Ambtsinstructie voor de politie, de Koninklijke marechaussee en andere opsporingsambtenaren (Ambtsinstr.)


Hoofdstuk 6

Maatregelen jegens ingeslotenen

§ 4

Medische bijstand

Artikel 32 1 In het geval er aanwijzingen zijn dat een ingeslotene medische bijstand behoeft dan wel er bij deze persoon medicijnen zijn aangetroffen, overlegt de ambtenaar met de arts. De ambtenaar overlegt eveneens met de arts indien de ingeslotene zelf om medische bijstand of medicijnen vraagt.
2 In het geval de ingeslotene vraagt om medische bijstand van zijn eigen arts, stelt de ambtenaar die arts daarvan op de hoogte.
3 In het geval de ingeslotene te kennen geeft geen medische hulp te willen hebben, terwijl er aanwijzingen zijn dat medische bijstand gewenst is, waarschuwt de ambtenaar de arts en deelt hij deze de houding van de ingeslotene mee.

Artikel 33 De ambtenaar mag aan de arts bij het onderzoek en de behandeling geen beperkingen opleggen. Hij volgt de aanwijzingen op die de arts over de zorg voor de gezondheid van de ingeslotene geeft en registreert de door de arts gegeven aanwijzingen.
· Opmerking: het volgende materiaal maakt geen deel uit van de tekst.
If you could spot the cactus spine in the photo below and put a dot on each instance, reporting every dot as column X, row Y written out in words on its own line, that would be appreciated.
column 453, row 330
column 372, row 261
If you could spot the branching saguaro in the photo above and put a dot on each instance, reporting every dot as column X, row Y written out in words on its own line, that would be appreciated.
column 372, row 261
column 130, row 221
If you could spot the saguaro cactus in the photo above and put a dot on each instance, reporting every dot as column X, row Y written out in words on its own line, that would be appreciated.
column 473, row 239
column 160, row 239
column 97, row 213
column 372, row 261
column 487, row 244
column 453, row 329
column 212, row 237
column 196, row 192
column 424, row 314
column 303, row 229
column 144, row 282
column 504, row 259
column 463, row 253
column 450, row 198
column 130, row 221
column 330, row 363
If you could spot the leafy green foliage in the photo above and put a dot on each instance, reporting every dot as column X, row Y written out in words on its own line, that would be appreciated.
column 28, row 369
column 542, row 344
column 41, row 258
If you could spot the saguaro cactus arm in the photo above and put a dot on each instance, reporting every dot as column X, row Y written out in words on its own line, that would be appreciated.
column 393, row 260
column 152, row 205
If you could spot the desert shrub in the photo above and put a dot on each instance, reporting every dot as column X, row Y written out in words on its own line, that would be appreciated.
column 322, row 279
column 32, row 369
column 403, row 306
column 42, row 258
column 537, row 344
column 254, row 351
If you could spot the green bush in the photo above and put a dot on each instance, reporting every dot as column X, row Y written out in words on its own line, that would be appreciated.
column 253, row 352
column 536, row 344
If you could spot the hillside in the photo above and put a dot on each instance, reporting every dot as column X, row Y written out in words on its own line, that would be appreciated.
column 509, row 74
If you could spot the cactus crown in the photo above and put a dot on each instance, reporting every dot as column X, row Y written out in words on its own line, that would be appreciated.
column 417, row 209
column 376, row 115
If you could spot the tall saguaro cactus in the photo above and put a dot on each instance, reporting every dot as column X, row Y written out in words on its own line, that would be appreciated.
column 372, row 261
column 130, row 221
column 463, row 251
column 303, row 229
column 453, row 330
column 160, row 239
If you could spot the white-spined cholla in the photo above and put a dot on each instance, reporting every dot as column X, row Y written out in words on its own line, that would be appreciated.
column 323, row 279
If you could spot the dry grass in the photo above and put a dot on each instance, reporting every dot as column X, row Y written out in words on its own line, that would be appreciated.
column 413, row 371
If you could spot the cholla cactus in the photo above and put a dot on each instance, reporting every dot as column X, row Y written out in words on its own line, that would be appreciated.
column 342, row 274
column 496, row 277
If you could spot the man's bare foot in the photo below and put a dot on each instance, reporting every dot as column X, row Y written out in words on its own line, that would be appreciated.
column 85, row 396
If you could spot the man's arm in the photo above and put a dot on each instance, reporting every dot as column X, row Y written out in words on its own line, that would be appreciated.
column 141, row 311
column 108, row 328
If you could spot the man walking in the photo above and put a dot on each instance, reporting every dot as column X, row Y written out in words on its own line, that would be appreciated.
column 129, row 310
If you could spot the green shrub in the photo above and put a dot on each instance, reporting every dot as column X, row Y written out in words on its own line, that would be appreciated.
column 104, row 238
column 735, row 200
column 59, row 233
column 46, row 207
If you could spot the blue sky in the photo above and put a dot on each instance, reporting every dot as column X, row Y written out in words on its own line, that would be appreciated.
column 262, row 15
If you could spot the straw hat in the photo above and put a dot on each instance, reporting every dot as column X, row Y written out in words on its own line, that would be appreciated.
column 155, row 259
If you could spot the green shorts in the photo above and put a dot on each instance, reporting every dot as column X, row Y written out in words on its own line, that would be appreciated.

Artikel 34 1 De ambtenaar controleert de ingeslotene regelmatig met dien verstande dat:
a. in het geval de arts is gewaarschuwd, de ingeslotene ten minste elk kwartier in de cel wordt gadegeslagen;
b. in het geval medische hulp is verstrekt, de ingeslotene zo vaak wordt geobserveerd als de arts heeft voorgeschreven;
c. in het geval geen medische hulp noodzakelijk wordt geacht, de ingeslotene eenmaal per twee uur wordt gadegeslagen.
2 In de gevallen, bedoeld in het eerste lid, onder a en b, observeert de ambtenaar in de cel en aan de persoon, waarbij hij vooral acht slaat op de mate waarin de ingeslotene wekbaar en aanspreekbaar is. Personen die in een toestand geraken waarin zij niet wekbaar of aanspreekbaar zijn, worden terstond per ambulance naar een ziekenhuis vervoerd.
3 De ambtenaar registreert de observaties, bedoeld in het eerste lid.

Artikel 35 Bij overplaatsing van de ingeslotene geeft de ambtenaar de geneesmiddelen, de registraties, bedoeld in de artikelen 26, tweede lid, 33 en 34, derde lid, voor zover die van belang kunnen zijn, en de rapportage van de arts, die bestemd is voor een arts die de behandeling zal overnemen, mee.